Coluna de Emmerson Duarte
A inalcançável busca pela eternidade é um dos assuntos mais antigos a fascinar a humanidade. Tal tema foi objeto de inspiração para alguns artistas, como pode ser visto nos dezessete primeiros sonetos shakespearianos, os “sonetos da procriação”, onde o poeta exorta ao seu interlocutor a se casar e ter filhos, de modo que através da sua descendência ele evite o desaparecimento da sua própria imagem e semelhança.
Havia ainda aqueles que enxergavam tal busca não como mote para obras artísticas, mas que consideravam a esperança de alcançar a imortalidade como um fim em si mesmo a ser atingido através da arte. Ou seja, a permanência de tais produções seriam marcos da realização humana, e as obras serviriam de testemunho que atravessaria a história. Contudo, tal testemunho adquire um caráter dúbio quando contemplamos trabalhos artísticos advindos da antiguidade. Isso ocorre pois, por um lado, elas atestam a duração de uma criação de milhares de anos atrás, mas ao mesmo tempo evidencia o caráter frágil e perecível dessa permanência, uma vez que essas obras chegam até nós principalmente através de ruínas e fragmentos, e raramente na integridade.
Podemos atestar isso com o registro literário mais antigo que a humanidade conhece: a Epopeia de Gilgamesh.

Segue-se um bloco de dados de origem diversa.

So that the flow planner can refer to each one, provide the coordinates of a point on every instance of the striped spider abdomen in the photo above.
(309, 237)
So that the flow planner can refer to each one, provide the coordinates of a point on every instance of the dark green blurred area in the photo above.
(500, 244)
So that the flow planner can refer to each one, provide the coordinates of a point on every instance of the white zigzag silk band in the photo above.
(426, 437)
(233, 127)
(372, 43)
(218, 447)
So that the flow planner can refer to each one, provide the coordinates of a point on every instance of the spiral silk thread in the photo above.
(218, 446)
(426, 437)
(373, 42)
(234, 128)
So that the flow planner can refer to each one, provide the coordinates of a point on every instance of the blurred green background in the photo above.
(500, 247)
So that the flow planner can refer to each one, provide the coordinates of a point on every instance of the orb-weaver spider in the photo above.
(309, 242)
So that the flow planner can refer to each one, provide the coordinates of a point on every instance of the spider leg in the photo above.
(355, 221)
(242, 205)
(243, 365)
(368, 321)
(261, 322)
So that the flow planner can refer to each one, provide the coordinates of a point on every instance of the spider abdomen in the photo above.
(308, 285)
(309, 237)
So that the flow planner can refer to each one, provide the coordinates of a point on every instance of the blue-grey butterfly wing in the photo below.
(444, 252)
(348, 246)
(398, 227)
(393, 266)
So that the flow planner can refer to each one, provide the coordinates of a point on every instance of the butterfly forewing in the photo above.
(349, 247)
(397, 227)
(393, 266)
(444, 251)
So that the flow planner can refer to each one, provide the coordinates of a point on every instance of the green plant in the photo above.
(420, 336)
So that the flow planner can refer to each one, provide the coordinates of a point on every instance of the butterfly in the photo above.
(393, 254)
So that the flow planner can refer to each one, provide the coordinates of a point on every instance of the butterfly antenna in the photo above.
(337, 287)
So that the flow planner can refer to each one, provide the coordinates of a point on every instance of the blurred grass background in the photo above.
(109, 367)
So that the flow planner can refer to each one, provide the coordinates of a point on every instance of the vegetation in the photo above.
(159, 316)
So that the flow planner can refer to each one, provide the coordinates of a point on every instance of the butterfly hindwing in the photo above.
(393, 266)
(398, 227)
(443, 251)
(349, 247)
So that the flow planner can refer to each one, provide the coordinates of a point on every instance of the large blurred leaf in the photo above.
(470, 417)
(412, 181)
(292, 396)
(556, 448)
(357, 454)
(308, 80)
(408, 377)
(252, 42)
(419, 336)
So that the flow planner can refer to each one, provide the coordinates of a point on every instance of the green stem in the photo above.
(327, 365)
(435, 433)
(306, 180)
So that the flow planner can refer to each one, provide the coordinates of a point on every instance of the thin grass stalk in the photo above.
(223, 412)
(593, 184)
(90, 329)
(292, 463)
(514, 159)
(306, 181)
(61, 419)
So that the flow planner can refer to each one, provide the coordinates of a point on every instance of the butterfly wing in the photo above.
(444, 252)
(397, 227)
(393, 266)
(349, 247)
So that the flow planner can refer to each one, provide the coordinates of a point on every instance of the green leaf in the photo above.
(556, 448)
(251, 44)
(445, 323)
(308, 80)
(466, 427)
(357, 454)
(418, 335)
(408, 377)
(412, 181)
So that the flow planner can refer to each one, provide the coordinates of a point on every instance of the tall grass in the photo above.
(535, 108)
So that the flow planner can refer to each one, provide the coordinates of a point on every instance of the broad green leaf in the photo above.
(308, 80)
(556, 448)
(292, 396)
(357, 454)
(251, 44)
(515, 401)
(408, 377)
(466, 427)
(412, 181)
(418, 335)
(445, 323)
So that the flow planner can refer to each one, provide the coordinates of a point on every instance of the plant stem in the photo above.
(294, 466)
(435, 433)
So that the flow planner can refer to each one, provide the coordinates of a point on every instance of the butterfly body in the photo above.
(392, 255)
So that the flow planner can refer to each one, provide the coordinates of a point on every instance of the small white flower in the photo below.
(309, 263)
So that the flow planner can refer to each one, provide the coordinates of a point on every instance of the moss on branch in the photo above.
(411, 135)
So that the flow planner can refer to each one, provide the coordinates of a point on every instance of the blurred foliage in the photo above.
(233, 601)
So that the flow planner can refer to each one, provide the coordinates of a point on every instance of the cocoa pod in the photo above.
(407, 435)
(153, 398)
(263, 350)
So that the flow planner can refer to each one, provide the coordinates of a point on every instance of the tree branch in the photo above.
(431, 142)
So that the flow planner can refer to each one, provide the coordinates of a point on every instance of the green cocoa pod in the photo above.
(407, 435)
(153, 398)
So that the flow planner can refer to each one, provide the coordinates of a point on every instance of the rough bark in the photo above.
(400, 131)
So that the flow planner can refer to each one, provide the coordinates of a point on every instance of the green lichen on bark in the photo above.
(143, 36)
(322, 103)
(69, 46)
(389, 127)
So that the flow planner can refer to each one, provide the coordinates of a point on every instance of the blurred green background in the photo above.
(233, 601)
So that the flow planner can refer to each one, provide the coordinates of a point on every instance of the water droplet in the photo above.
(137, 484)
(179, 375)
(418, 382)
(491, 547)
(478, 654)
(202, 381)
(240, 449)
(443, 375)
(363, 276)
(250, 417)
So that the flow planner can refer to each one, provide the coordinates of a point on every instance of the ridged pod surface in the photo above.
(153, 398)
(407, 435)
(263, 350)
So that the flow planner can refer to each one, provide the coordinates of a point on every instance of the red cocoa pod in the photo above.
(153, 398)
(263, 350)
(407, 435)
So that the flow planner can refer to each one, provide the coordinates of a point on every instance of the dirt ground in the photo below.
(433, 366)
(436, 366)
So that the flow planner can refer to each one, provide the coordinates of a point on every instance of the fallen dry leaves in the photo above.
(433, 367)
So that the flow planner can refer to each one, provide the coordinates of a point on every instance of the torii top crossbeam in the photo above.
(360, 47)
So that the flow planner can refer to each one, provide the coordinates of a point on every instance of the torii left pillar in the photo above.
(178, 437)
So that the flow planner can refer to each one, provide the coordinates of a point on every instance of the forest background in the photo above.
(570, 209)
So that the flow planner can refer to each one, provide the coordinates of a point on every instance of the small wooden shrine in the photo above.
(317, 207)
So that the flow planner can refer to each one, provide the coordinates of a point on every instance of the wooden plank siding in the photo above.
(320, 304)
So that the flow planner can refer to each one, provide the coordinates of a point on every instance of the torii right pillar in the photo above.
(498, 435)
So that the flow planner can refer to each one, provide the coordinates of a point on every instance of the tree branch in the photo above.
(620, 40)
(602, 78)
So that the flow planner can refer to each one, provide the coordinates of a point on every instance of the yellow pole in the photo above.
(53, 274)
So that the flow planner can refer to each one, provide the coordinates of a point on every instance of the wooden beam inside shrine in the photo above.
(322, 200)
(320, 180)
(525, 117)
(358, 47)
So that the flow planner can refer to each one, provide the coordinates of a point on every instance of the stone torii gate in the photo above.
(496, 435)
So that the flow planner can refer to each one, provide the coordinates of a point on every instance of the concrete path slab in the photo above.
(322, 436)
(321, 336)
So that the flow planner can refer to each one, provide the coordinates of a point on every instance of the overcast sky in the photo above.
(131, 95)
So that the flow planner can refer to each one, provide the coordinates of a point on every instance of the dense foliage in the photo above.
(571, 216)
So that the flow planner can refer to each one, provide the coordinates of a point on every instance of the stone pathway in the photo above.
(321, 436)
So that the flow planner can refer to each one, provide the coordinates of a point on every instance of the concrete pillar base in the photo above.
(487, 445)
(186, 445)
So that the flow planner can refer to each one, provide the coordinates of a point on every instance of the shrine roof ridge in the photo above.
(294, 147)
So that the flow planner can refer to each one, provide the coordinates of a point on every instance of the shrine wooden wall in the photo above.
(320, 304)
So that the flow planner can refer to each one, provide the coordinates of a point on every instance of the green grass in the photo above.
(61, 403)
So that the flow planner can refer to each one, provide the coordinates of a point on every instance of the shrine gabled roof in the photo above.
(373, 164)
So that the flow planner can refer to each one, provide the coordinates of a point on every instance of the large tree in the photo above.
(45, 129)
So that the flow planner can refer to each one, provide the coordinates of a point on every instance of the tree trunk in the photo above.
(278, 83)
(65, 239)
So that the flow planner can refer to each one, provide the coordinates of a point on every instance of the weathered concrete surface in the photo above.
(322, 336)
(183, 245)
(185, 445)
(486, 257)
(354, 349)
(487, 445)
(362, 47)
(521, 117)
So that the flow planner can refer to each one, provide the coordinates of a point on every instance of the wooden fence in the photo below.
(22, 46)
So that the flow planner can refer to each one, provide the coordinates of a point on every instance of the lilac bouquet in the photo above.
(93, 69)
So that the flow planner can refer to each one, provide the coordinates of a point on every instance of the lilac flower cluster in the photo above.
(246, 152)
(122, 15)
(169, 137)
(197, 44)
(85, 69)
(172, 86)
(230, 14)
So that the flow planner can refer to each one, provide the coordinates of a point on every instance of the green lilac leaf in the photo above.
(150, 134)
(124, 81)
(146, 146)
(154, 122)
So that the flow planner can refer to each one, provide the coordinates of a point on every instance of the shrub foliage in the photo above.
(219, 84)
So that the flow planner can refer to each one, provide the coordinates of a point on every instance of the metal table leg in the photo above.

Esse poema sumério antecede os textos da Torá, os relatos bíblicos, além de Homero e qualquer outra criação poética ocidental. Porém apesar de se ter uma noção total do texto, há diversos versos do poema são compostos de fragmentos. Já na poesia ocidental temos o caso de Safo. Dentre aquilo que a poetisa de Lesbos criou, chegou até nós apenas um único poema na íntegra, e do restante de seus versos restam poesias fragmentadas, estrofes isoladas e quebradas, ou papiros tão deteriorados a ponto de só restarem palavras soltas. Mas mesmo nessas condições, o que sobreviveu é valioso o suficiente para ela ser tida como o maior expoente da lírica grega.
Não é apenas na poesia que fica registrado o caráter de uma permanência fragmentada das criações estéticas dos tempos antigos. Tal aspecto é também evidenciado nas esculturas. Mesmo quando essas obras apresentam partes faltando ou apenas ruínas, há uma captura mais imediata do nosso olhar nesses trabalhos, que por serem esculpidos em pedra, tendemos a acreditar que teriam maior durabilidade do que as criações advindas da linguagem e registradas em frágil argila ou papiro. Inclusive, tais faltas chamam tanta atenção que, às vezes, se tornam uma das características mais marcantes dessas esculturas. Afinal, como não se lembrar da falta de braços da Vênus de Milo ou a ausência da cabeça da Vitória da Samotrácia?
Mas nessas esculturas, assim como nos versos perdidos de Safo ou nos trechos fragmentados da epopeia suméria, incompletude está longe de ser sinônimo de defeito. Podemos até lamentar a ausência do todo, mas não negar o caráter de obra-prima para essas peças, ou muito menos supor que elas precisam ser “completadas”, modificando o achado original. Afinal, pode-se sonhar qual seria o olhar ou expressão na fronte da Vitória da Samotrácia, mas não ousaríamos macular o original reformando-a ou acrescentando as supostas partes faltantes.
Nesse sentido, qualquer tentativa de “reforma” ou “reparação” seria visto como deturpação, e não conserto. Pode parecer um paradoxo, mas nesses casos, a tentativa de completar a obra seria uma mutilação. Nessas obras, a falta não seria um defeito ou imperfeição, mas sim um de seus componentes estéticos. Isso abre espaço para uma reflexão.
A atual conjuntura social nos impõe um determinado modo de vida, onde somos postos em constante competição com os outros, e dessa forma, obriga-nos a incessantemente perseguir uma ilusória ideia de perfeição física e mental que, paradoxalmente, causa adoecimento. Diante dessa demanda de uma eterna busca de excelência, a arte nos permite pensar que uma suposta “completude” não é uma condição imprescindível para uma obra-prima.
Galeano dizia que a utopia está no horizonte e que se caminha até lá mesmo sabendo que não pode ser alcançada, mas ela existe justamente para que se continue a andar. Da mesma forma, somos seres faltantes e incompletos, sempre em constante busca de algo. A questão é não enxergar essa incompletude como um motivador para uma busca de uma exigência ilusória de perfeição. Mas, uma vez que aceitamos que há uma inevitável incompletude inerente a todo ser, podemos tomar essa falta como algo importante para nos impulsionar a continuar caminhando.